When I was young, I can remember waking up in the morning many times and finding my dad sitting alone on the couch. Then he would tell us that he had to take Mom to the hospital, and she was going to be there for a while...and then he would manage to continue to run the household in a way that is just remarkable to me.
I remember being really scared when Mom would be in the hospital, but she always got better and came home, and in my innocent mind, it was just the way things were...but now I am older and have a family of my own. I have 5 children counting on me every day. I can't even imagine what my parents must have gone through every single time my mom got sick. I have since learned that my mom "knocked on death's door" many times...and there were several times when doctors didn't know if she would live. Our family counts it as one of our greatest blessings that my mom was able to live to raise her children...she passed away just weeks after my youngest sister's high school graduation. Of course, we wanted her for much, much longer...but we are so grateful for the time we had.
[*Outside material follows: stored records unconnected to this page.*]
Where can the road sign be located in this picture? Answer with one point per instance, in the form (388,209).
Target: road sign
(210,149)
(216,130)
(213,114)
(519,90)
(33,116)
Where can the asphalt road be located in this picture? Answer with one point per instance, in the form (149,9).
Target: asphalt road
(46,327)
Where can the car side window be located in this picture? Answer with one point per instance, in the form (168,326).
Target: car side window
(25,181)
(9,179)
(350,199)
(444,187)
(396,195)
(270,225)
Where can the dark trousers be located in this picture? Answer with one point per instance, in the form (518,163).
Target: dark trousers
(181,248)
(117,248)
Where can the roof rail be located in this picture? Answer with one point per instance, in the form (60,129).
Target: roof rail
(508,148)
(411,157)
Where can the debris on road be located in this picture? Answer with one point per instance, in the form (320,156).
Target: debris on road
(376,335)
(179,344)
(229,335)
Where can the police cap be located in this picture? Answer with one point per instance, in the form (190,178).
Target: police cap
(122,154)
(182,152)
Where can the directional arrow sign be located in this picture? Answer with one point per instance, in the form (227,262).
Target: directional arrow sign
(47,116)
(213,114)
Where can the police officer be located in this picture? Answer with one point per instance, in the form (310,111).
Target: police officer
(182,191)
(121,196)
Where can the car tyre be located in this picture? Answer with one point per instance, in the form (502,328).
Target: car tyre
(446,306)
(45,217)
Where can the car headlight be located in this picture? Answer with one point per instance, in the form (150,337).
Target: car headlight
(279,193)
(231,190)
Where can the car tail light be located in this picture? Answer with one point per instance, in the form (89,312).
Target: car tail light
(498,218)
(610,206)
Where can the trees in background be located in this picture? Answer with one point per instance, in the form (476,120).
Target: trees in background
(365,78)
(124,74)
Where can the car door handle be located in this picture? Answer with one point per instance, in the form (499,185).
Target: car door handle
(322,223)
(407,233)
The thing that I want to remember is that my mom endured her situation with such grace and with such a positive outlook. I never remember her really complaining about not feeling well...but I know a lot of the time, she probably didn't. If she did mention her health, she quickly moved off of the subject and didn't dwell on it. She was not a complainer. She never talked about it not being fair. And she always just seemed so happy to be alive and to be able to experience life. Maybe it was because she had had so many close brushes, but she just had such a unique ability to be able to focus on what was truly important to her...the Gospel of Jesus Christ, her family, her friends.
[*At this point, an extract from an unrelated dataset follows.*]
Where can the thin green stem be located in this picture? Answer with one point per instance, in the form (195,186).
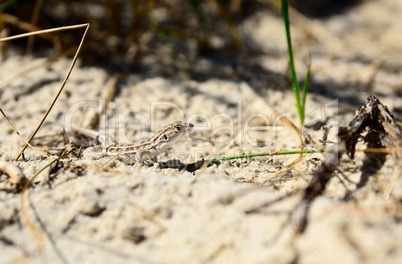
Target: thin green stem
(289,152)
(295,83)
When my youngest sister, Katy, was almost 4 months old, my mom got very sick and was in the hospital. I was only 5, but I can vividly remember my Grandma Betty and Grandma Thelma rushing up from Helper to take care of us 4 little ones. My mom had always breast feed and baby Kate was not going to have it any other way...no matter the challenges. It was the middle of winter, but at feeding time, my Grandmas would wrap Katy in her red "Sue Beck blanket" (Sue was a dear friend who gave her the blanket) and take the baby over to the hospital so my mom could feed her. Now that takes some commitment and endurance. In my mom's journals, she talks about how overwhelmingly grateful she was to still be able to feed her baby. That kind of example of sacrifice just blows me away.
I wish I would have been more understanding towards my mom when she wasn't feeling well. I like to think that she has forgiven me for my lack of compassion that I sometimes showed towards her, especially as a teenager!
At one point today, one of my children was crying because she couldn't find her gymnastics bag, another needed to be taken to softball practice, another picked up from swimming....yet another child was throwing a fit on the floor because he couldn't have a piece of candy...and I was precariously balancing the fussy, teething baby on the counter while I tried to make dinner. I could feel my frustration level rising...but then I thought about my mom. Most of the time I feel pretty great physically...and I still struggle to get through the day...a lot of the time, my mom didn't feel well at all and yet she endured. I took a deep breath, finished making the dinner, assured one child we would find the bag, rescued fit throwing child from the floor with promises of candy after dinner, saw hubby and child off to softball and loaded everyone in the car to pick up child from swimming. And I felt so thankful for my health, my strength and for the example I never forget of someone who truly endured.



1 comment:
Jamie, you had a wonderful example with your mom. And I know that you are doing very well with raising your 5 kids. We all have memories of our mother and sometimes wishing we had treated them differently. That's part of growing up I think.